Общеизвестно, что мифологизм в литературе рубежа XX-XXI вв. - совершенно особое явление, представляющее собой и художественное средство, и определённое мироощущение, становясь одним из ключевых способов восприятия реальности тем или иным художником. В связи с этим создаются многочисленные мифы «нового времени», по справедливому замечанию Д. Е. Максимова, пропущенные «через индивидуальное сознание с его рефлексией и авторским свободным отношением к изображаемому» [2, с. 203]. Таким образом, создается «неомифологизм» [3, с. 76], многочисленные авторские неомифы, которые отнюдь не нацелены на воссоздание мифологического мышления, но стремятся выявить внутренние структуры и механизмы современного социокультурного сознания.

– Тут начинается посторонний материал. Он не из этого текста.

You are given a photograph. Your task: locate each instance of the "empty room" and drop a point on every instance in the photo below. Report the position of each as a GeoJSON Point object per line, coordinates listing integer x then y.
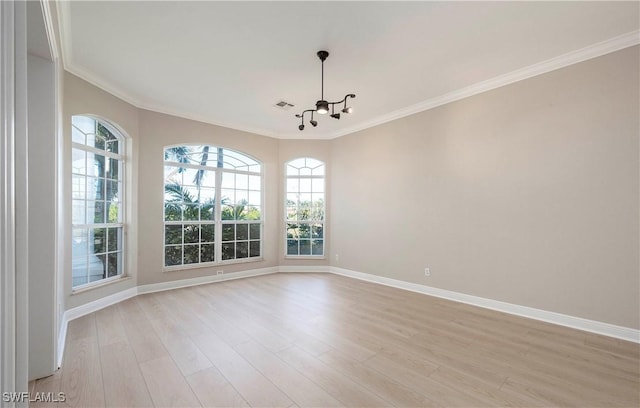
{"type": "Point", "coordinates": [320, 204]}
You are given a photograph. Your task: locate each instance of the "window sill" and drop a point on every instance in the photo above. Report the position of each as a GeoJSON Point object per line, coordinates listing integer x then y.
{"type": "Point", "coordinates": [99, 284]}
{"type": "Point", "coordinates": [220, 264]}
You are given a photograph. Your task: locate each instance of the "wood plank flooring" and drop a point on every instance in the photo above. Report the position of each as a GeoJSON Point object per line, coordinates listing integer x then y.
{"type": "Point", "coordinates": [320, 340]}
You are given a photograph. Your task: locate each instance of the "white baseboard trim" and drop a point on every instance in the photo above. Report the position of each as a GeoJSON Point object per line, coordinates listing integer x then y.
{"type": "Point", "coordinates": [579, 323]}
{"type": "Point", "coordinates": [308, 269]}
{"type": "Point", "coordinates": [183, 283]}
{"type": "Point", "coordinates": [85, 309]}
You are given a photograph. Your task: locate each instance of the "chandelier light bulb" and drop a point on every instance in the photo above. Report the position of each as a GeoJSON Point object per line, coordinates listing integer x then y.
{"type": "Point", "coordinates": [322, 105]}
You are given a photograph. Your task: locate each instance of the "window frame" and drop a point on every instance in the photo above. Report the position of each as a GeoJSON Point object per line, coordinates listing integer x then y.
{"type": "Point", "coordinates": [287, 221]}
{"type": "Point", "coordinates": [121, 157]}
{"type": "Point", "coordinates": [218, 222]}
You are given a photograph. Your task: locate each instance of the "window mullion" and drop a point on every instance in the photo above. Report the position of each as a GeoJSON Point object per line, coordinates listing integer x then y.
{"type": "Point", "coordinates": [218, 217]}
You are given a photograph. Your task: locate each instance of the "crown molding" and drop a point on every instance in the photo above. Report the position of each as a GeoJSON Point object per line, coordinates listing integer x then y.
{"type": "Point", "coordinates": [592, 51]}
{"type": "Point", "coordinates": [570, 58]}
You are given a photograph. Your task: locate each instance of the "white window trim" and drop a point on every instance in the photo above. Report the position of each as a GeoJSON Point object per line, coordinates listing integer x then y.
{"type": "Point", "coordinates": [323, 222]}
{"type": "Point", "coordinates": [122, 175]}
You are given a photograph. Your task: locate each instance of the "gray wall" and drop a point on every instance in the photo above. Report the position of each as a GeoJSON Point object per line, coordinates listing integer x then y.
{"type": "Point", "coordinates": [42, 216]}
{"type": "Point", "coordinates": [527, 194]}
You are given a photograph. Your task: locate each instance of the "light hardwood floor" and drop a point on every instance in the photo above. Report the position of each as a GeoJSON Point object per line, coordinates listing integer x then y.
{"type": "Point", "coordinates": [321, 340]}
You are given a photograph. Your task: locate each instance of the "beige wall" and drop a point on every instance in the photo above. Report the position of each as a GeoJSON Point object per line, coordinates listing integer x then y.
{"type": "Point", "coordinates": [527, 194]}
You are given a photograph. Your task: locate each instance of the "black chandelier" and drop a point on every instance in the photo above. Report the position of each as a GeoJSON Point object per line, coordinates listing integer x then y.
{"type": "Point", "coordinates": [322, 106]}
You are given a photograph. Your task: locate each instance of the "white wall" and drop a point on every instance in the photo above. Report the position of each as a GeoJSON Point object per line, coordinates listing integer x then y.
{"type": "Point", "coordinates": [42, 216]}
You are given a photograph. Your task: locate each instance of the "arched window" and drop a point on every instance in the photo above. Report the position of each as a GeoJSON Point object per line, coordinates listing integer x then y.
{"type": "Point", "coordinates": [212, 206]}
{"type": "Point", "coordinates": [305, 207]}
{"type": "Point", "coordinates": [97, 200]}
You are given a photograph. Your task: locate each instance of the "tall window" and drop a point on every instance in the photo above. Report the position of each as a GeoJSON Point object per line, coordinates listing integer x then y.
{"type": "Point", "coordinates": [212, 206]}
{"type": "Point", "coordinates": [97, 201]}
{"type": "Point", "coordinates": [305, 207]}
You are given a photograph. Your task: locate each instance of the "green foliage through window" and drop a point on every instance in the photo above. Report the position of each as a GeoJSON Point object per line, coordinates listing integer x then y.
{"type": "Point", "coordinates": [208, 192]}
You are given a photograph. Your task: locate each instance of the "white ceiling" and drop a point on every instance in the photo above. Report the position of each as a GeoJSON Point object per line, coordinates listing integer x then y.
{"type": "Point", "coordinates": [228, 63]}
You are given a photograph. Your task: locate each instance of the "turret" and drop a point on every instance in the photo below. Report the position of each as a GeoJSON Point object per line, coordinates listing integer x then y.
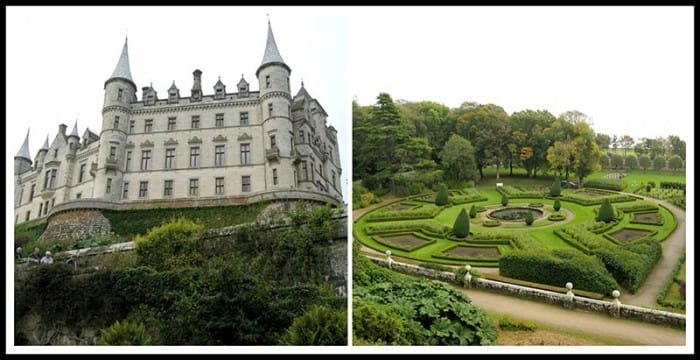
{"type": "Point", "coordinates": [275, 101]}
{"type": "Point", "coordinates": [23, 161]}
{"type": "Point", "coordinates": [120, 93]}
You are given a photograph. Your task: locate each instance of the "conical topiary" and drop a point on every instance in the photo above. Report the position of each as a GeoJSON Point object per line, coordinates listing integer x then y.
{"type": "Point", "coordinates": [461, 227]}
{"type": "Point", "coordinates": [442, 198]}
{"type": "Point", "coordinates": [606, 212]}
{"type": "Point", "coordinates": [555, 190]}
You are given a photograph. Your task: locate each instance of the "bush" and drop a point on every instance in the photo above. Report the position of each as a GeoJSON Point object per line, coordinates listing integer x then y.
{"type": "Point", "coordinates": [170, 246]}
{"type": "Point", "coordinates": [472, 212]}
{"type": "Point", "coordinates": [442, 197]}
{"type": "Point", "coordinates": [461, 227]}
{"type": "Point", "coordinates": [529, 219]}
{"type": "Point", "coordinates": [555, 189]}
{"type": "Point", "coordinates": [606, 212]}
{"type": "Point", "coordinates": [125, 333]}
{"type": "Point", "coordinates": [320, 325]}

Оговоримся, что изучение мифа как одной из универсальных категорий человеческого бытия, принципиальной составляющей человеческого мышления - и, одновременно, как одной из определяющих бытийные нормы существования личности в социуме имеет в науке (не только в литературоведении, но и в философии и культурологии) достаточно длительную историю [12, с. 473-481]. При этом художественная словесность

анализируется отечественными и западными исследователями-мифологами - от Е. М. Мелетинского и В. Я. Проппа до М. Элиаде и Р. Барта - не просто в качестве опосредованной реализации мифа, но и как область перемещения образов, мотивов, сюжетов, приемов мифогенеза из мифологической в мифопоэтическую сферу, как сознательное их использование и переосмысление поэтами, прозаиками и драматургами.

Наиболее примечательна в этом отношении литература ХХ столетия, в рамках которой, как справедливо отмечает О. Ю. Осьмухина, «мифологический "компонент" становится частью поэтики авторского произведения» [6, с. 228]. Для отечественной прозы рубежа ХХ-ХХ1 вв. (достаточно вспомнить романы В. Сорокина, Бориса Акунина, Дм. Липскерова и др.), использующей «аллюзии, интертекстуальность, цитатность, игру с претекстами, - актуально именно художественное преобразование исходного мифологического материала (античного, христианского и т.д.) в мифопоэтические элементы авторского текста» [Там же], приводящее к созданию вполне конкретного авторского неомифа. Оговоримся, что под мифопоэтикой традиционно понимается сознательное обращение художников слова к различного рода художественным приемам «мифологического генеза», его образам и сюжетам, «подвергающимся творческому переосмыслению и, соответственно, перемещающимся из мифологической в мифопоэтическую сферу, то есть становящимся частью поэтики художественного произведения» [9, с. 8]. Именно художественное преобразование исходного мифологического материала в мифопоэтические элементы авторского текста представляется наиболее значимым, поскольку именно в этом аспекте мифопоэтика демонстрирует способность к глобальным обобщениям на содержательном и структурном уровнях произведения.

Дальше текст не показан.